Progress on air pollution: Is it cost-effective?
In this year's biggest environmental battle -- renewal of the clean Air Act -- the major arguments will hinge not on hard-to-pronounce chemicals and microscopic specks of dirt, but on dollars and cents.
Industrialists contend that the landmark legislation and its controversial regulations harm the economy by wiping out jobs and boosting the cost of just about everything. Is it worth adding several hundred dollars to the price of a new car, they ask, to remove those last few bits of pollution from exhaust pipes?
Environmentalists contend, as they always have, that a price tag should not be put on the nation's health. At the same time, they have gathered figures showing that the Clean Air Act, in fact, has helped the economy. Thousands of new jobs have been created to produce pollution-control devices, and costly health problems have been alleviated in many areas.
The Reagan administration (at the least) wants to speed up the process of controlling air pollution, according to Environmental Protection Agency (EPA) administrator Anne Gorsuch. Even though the Clean Air Act does not specifically provide for taking economic costs into account (a point that has been upheld in federal court cases), the administration says cost-benefit analysis should play a greater part in clean air decisions.
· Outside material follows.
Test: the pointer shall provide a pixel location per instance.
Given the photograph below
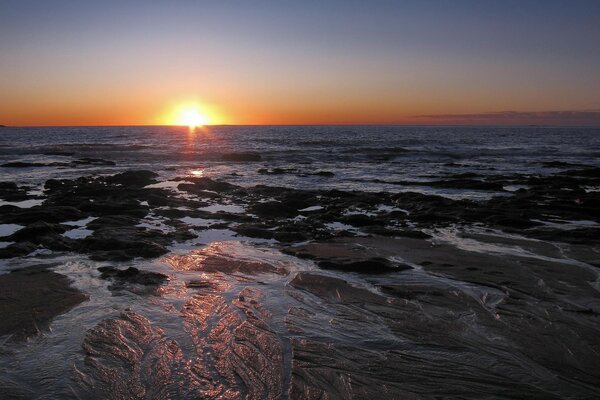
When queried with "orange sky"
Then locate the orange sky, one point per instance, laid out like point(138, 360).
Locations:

The Business Roundtable, a group of about 200 chief executives of major companies, this week added considerable weight to the Reagan side of the argument. In a report including 92 case studies, the group concluded that "Clean Air Act legislative and regulatory requirements have unnecessarily impeded enrgy development and industrial modernization and expansion, often without leading to improved air quality."
As an example, the group cites a Shell Oil Company sulfur recovery plant that will cost 20 percent more ($11 million) because of an EPA requirement that the last 2 to 3 percent of residual sulfur be removed from a tail gas stream. In another case, a family-owned iron foundry in the Midwest (even though it voluntarily added pollution- control equipment) was required to install additional controls that could total 2 to 3 times the cost of all its production equipment and raise energy prices by 143 percent.